Why? Because stock markets are in business to discount the future; not act as a means of recording the present or the past.
Obviously, the credit crunch is very bad news for thousands of people who will lose their jobs and homes before the economic cycle turns up again – as it will, unless this really is the end of the world. But, much less obviously, the current crisis also presents opportunities for people who remain in work and do not need to spend everything they earn.
If that sounds somewhat hypothetical, then bear in mind what has happened since I made similar points in an article that appeared in last Saturday’s newspaper under the headline: ‘Why not buy before share prices rise?’
That piece was written on Thursday last week as the FTSE 100 index closed at 5127. As I write this, it’s trading at 5541 or 414 points higher.That’s an increase of just over 8pc in one week.

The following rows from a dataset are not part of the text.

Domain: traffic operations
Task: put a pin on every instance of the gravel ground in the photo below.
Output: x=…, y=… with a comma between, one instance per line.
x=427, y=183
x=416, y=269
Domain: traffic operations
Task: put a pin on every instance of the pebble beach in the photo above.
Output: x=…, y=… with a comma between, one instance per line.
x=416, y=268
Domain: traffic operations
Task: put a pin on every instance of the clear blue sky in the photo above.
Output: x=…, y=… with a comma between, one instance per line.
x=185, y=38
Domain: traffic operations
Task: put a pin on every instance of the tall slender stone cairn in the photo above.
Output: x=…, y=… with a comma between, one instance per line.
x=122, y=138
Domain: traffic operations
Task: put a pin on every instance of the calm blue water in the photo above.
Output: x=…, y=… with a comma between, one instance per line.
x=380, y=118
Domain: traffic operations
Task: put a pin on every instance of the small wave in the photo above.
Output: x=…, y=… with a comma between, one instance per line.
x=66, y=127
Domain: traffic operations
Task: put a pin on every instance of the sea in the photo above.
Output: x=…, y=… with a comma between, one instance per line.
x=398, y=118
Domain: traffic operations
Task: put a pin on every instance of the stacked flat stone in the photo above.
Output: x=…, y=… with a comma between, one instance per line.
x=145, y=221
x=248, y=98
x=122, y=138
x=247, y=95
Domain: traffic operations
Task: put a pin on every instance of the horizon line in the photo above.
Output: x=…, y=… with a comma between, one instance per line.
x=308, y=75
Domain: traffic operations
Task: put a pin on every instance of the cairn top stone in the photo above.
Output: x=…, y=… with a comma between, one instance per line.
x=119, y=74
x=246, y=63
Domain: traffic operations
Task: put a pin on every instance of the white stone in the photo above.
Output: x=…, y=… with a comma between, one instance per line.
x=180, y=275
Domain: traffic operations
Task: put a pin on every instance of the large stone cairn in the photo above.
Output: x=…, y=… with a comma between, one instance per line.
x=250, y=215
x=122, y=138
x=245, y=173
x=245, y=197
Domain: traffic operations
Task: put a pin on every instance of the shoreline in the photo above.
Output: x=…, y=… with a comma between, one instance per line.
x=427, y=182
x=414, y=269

You may very well say that paper gains are neither her nor there and, as a long-term investor, I would agree. But they are better than starting with a loss – and 8pc is more than most deposit accounts will pay in two years at current interest rates.
Here’s what that article said: “After the FTSE 100 index of Britain’s biggest shares suffered its longest losing streak in nearly nine years, it might be profitable to remember that the best time to invest is when you least feel like doing so.

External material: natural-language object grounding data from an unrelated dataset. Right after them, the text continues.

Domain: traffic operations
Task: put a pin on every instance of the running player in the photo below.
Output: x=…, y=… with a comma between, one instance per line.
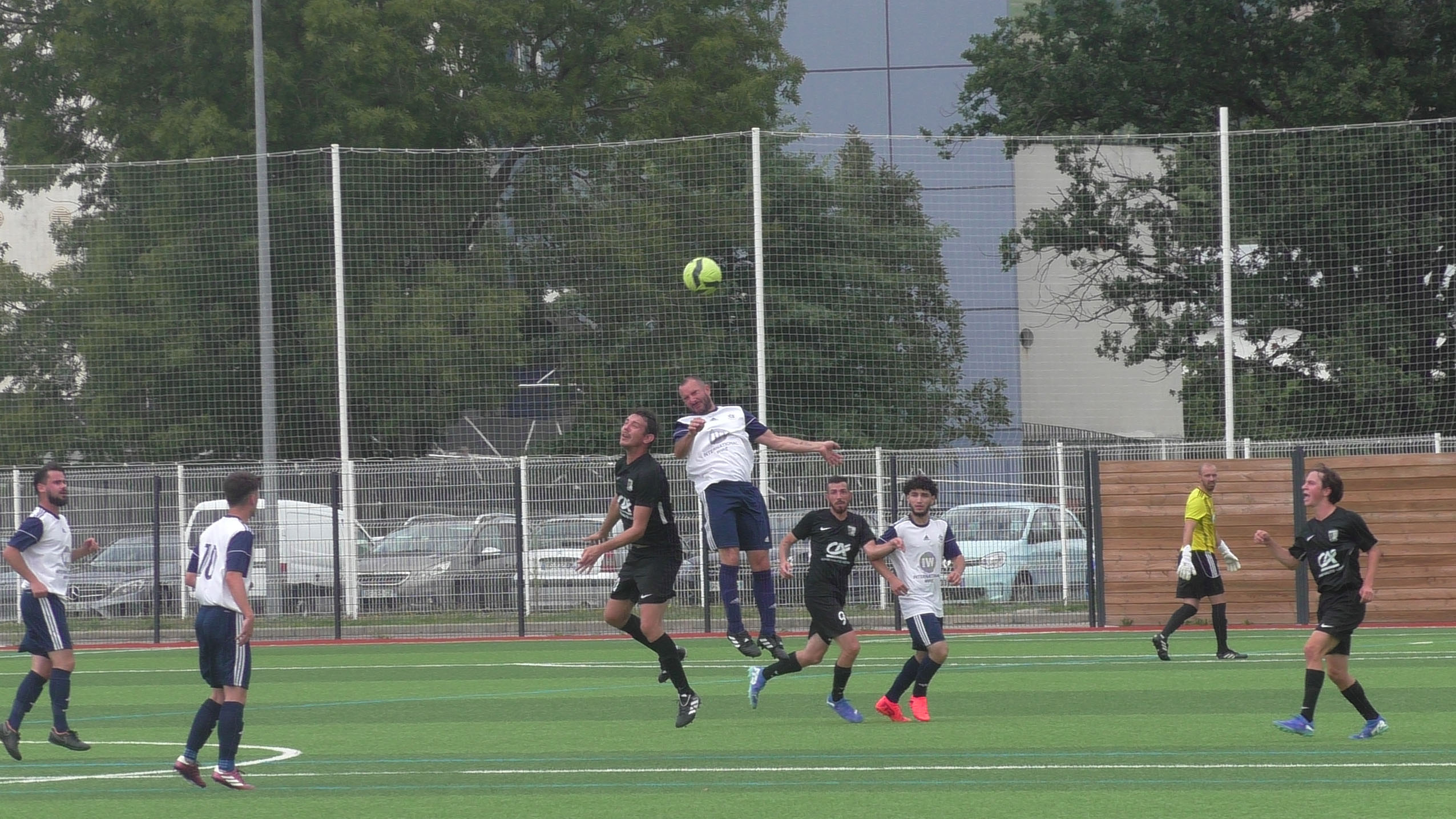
x=718, y=446
x=1331, y=547
x=1199, y=571
x=644, y=505
x=836, y=537
x=217, y=572
x=41, y=553
x=916, y=581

That is the counter-intuitive message of the graph on this page, which shows how most investors do the exact opposite. They chase shares and equity-based funds when stock markets are expensive and shun them when they are cheap.
They buy with both hands at the top of the cycle and then sell out at the bottom. Needless to say, that is also the exact opposite of the way to make a profit; which is to buy low and sell high.

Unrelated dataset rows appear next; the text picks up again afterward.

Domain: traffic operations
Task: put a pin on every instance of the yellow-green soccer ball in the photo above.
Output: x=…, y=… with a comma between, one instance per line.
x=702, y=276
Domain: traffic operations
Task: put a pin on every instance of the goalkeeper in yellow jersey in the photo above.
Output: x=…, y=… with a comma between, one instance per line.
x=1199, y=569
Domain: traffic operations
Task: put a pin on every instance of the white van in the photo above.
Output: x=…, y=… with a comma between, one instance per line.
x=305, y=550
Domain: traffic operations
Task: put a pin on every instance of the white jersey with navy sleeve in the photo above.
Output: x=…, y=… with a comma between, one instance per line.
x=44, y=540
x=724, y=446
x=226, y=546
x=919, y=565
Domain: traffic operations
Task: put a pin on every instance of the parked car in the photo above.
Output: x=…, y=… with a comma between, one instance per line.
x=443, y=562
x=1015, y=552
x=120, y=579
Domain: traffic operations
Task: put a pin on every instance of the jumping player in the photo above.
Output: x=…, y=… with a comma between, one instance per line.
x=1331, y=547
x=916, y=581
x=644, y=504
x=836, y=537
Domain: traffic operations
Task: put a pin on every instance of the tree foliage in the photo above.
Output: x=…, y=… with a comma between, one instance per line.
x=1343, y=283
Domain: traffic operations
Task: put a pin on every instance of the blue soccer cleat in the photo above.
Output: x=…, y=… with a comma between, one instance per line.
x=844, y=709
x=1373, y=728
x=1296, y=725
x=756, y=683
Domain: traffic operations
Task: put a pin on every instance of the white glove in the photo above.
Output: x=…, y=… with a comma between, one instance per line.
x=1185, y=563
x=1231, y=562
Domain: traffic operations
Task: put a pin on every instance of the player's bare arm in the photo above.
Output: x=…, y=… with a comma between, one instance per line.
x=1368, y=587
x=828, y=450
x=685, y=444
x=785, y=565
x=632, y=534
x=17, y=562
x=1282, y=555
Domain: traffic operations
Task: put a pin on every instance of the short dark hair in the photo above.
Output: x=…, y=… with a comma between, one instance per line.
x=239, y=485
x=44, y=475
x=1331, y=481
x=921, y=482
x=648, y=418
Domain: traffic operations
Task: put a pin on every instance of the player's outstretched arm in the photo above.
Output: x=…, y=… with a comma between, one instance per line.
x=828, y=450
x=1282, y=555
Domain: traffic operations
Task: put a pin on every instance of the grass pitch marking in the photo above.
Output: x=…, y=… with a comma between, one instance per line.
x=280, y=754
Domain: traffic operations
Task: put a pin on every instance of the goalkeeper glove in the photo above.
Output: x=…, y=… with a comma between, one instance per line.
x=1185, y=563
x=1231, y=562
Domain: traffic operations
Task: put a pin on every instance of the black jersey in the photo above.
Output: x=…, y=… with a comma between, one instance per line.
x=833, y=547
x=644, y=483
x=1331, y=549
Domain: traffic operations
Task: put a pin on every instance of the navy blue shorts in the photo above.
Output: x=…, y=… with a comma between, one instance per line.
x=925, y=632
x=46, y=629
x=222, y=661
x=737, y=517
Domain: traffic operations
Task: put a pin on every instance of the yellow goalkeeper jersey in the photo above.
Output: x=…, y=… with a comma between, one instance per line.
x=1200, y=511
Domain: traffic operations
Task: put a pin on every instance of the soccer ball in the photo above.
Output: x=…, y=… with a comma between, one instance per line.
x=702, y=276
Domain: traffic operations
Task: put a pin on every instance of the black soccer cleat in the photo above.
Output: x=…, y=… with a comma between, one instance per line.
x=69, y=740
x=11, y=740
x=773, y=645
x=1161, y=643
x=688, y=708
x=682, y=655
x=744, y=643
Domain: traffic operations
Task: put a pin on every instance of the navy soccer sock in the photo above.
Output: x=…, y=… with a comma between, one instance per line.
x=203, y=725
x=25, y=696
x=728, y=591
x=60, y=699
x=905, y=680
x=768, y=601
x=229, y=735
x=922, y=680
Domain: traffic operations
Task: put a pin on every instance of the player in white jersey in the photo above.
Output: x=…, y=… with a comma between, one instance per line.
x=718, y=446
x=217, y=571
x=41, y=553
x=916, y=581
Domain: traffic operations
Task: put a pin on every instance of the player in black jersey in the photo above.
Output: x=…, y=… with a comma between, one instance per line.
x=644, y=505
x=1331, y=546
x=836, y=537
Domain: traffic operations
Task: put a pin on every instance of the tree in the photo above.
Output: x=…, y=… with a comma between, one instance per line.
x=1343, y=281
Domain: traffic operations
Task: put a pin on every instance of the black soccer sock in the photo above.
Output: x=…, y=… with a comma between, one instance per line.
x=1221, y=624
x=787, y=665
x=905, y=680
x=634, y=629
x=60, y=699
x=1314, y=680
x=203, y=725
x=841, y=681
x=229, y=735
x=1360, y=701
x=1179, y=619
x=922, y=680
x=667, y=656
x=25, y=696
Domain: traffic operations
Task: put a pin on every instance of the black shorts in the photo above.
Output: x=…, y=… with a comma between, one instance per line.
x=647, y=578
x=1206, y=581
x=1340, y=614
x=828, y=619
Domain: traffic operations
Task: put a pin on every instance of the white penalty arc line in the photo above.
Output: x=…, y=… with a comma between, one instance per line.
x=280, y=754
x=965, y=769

It ain’t rocket science but it isn’t easy to put into practice either. Humans are herd animals and it is difficult to buy when everyone else seems to be selling, even if you suspect that predictions of the end of the world will prove exaggerated, as they always have done in the past.
Or, as the multi-billionaire Warren Buffett puts it: “Investing is simple but not easy.” Tom Stevenson, a director of Fidelity Investments – and late of this parish – blames the media: “People seem to react to the overall market mood, particularly as expressed in the media. When the market is moving higher, the headlines are positive and this results in positive net sales.
And vice versa. During the 1999-2000 technology bubble, retail investors were sucked into the market in vast numbers when share price rises went exponential in the final throes of the mania.”
Many of today’s worldly-wise media bears were raging bulls back then. Now some of the shrewdest stock pickers in the world say the pessimists of today are as wrong as they were a decade or more ago when they were optimistic about the outlook. More specifically, Mr Buffett has become one of the biggest shareholders in IBM after a lifetime of avoiding technology shares.
At the risk of moving from the sublime to the ridiculous, this came as particularly good news to your humble correspondent because I had picked up some technology shares for my self invested personal pension (Sipp) in August. Back then, the FTSE 100 had fallen by 15pc in a fortnight and it seemed like a good opportunity to buy into an investment trust I had been following for more than a year.
So I bought some Polar Capital Technology shares at 301p and – even though the FTSE has fallen by more than 7pc in the last month – Polar Technology was trading around 325p this week. Of course, I have no idea where these shares or the FTSE will be next week or next year – but I have no intention of cashing in my Sipp next week or next year.”
Now, as then, that remains true. But, as mentioned earlier, it is better to start with a gain than a loss. Polar Capital Technology is currently trading at 329p, which is good news for my pension in a week of bad news for most people’s retirement plans.
Many may consider it in the worst possible taste to say such things and to refuse to join in the chorus of doom and gloom. But I think it’s more interesting to take an opposing view; even on something as serious as the credit crisis. And, as the facts above demonstrate, it can be more profitable too.